Deutsche Bank’s Trading Unit Is Said Key for ECB in Deal Talks

April 8, 2019 Updated: April 9, 2019

Deutsche Bank AG’s troubled trading arm will be a focus of European banking regulators when they decide whether to approve a potential takeover of rival Commerzbank AG, according to people familiar with the matter.

Supervisors at the European Central Bank and national authorities want a clear idea of the degree the combined entity will depend on the securities unit for revenue, said the people, asking not to be identified as the talks are private. The rationale of the deal cannot simply be to use additional retail deposits to finance the investment bank, said one of the people.

Deutsche Bank Chief Executive Officer Christian Sewing and Commerzbank CEO Martin Zielke have been discussing a merger for three weeks. Investment banking is one focus of the talks as Commerzbank is assessing Sewing’s willingness to restructure that unit, people familiar have said. For Deutsche Bank, a deal could help reduce stubbornly high funding costs by expanding the deposit base.

A takeover would mark the biggest test to date for the ECB’s supervisory arm after it started overseeing lenders less than five years ago. That means the ECB will be as stringent as possible to avoid being blamed should a merged entity run into bigger problems down the road, according to the people familiar with the matter.

Approvals are likely to hinge on plans to improve profitability, the people said. The banking watchdogs will be testing the credibility of the two lender’s business plans as well as checking them against expected cost savings and revenue as well as capital buffers, they said.

Officials for the banks and the ECB declined to comment.

Revenue from selling and buying securities at Deutsche Bank has been falling for seven consecutive quarters and the lender has guided for yet another weak period. Elevated funding costs are part of the problem because they make it harder to compete. A tie-up with Commerzbank would expand deposits—a particularly cheap source of funding—and add non-trading business lines to Deutsche Bank’s revenue mix, other people said.
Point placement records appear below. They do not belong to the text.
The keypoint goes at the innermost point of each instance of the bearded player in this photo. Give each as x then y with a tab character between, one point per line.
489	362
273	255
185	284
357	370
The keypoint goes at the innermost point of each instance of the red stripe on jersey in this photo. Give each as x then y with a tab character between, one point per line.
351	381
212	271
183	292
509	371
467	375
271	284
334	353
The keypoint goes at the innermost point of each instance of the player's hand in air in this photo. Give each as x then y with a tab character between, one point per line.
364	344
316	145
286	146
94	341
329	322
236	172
Deutsche Bank would need regulatory approval to use the liquidity added through Commerzbank’s deposits throughout the group. That can help lower costs, for example if it’s invested as cash with the Fed rather than ECB. The lender last year obtained a similar approval for another business that it acquired almost a decade ago, after pledging to cap the amount of retail deposits it would use to support U.S. activities.
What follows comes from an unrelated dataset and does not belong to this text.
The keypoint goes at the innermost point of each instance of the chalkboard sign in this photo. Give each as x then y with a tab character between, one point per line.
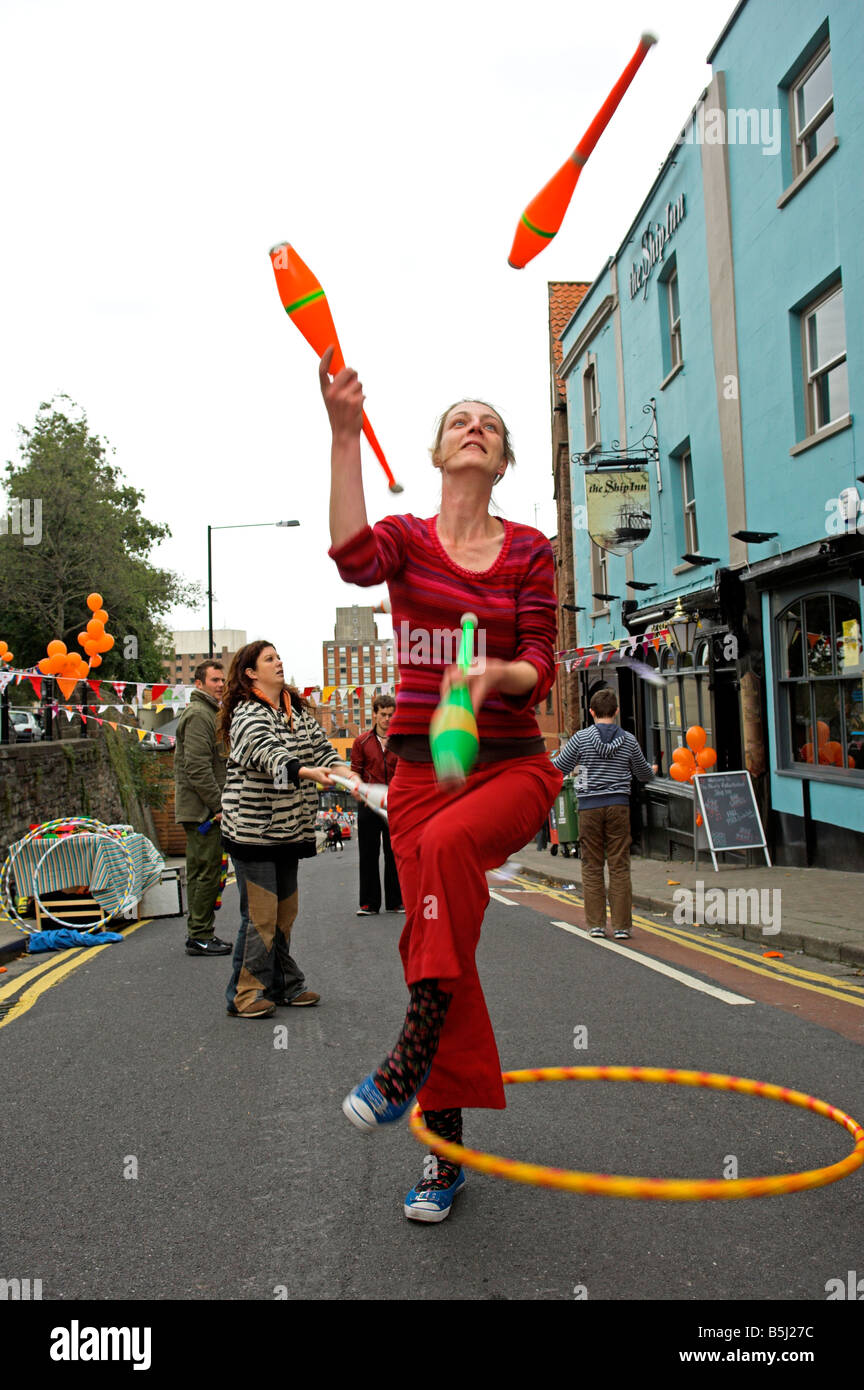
729	815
Some shareholders have been skeptical about Deutsche Bank’s securities unit, with several large investors asking the bank behind the scenes to continue shrinking the business, especially in the U.S. Among the skeptics is also a top executive at BlackRock Inc., one of the largest investors in both Deutsche Bank and Commerzbank.
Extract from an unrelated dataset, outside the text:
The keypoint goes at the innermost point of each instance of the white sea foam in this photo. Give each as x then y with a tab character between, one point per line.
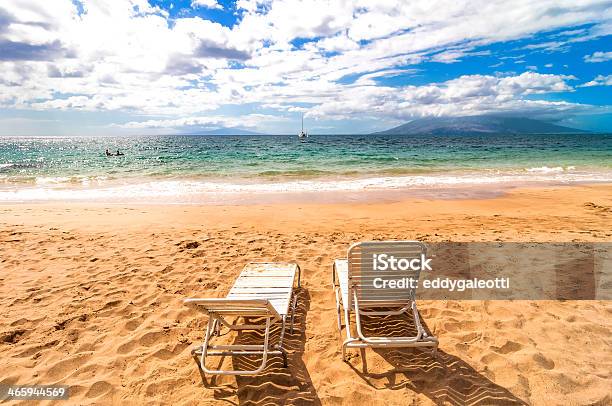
546	169
195	189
“The one thing I’m convinced will not work,” BlackRock Vice Chairman Philipp Hildebrand said recently about a potential deal, “is to try yet again to create this sort of large U.S.-inspired investment bank operation through stealth.”

Top U.S. executives at Deutsche Bank have tried to assuage concerns among employees there, saying in an internal memo on April 5 that the operations have not been part of the discussions with Commerzbank.

Whether the banks will have to raise additional capital, potentially by issuing shares, will depend on the structure of the combination, according to one of the people. Though analysts generally agree that some sort of capital measure is inevitable, there’s a fair chance it may not have to raise any fresh funds at all, one person said.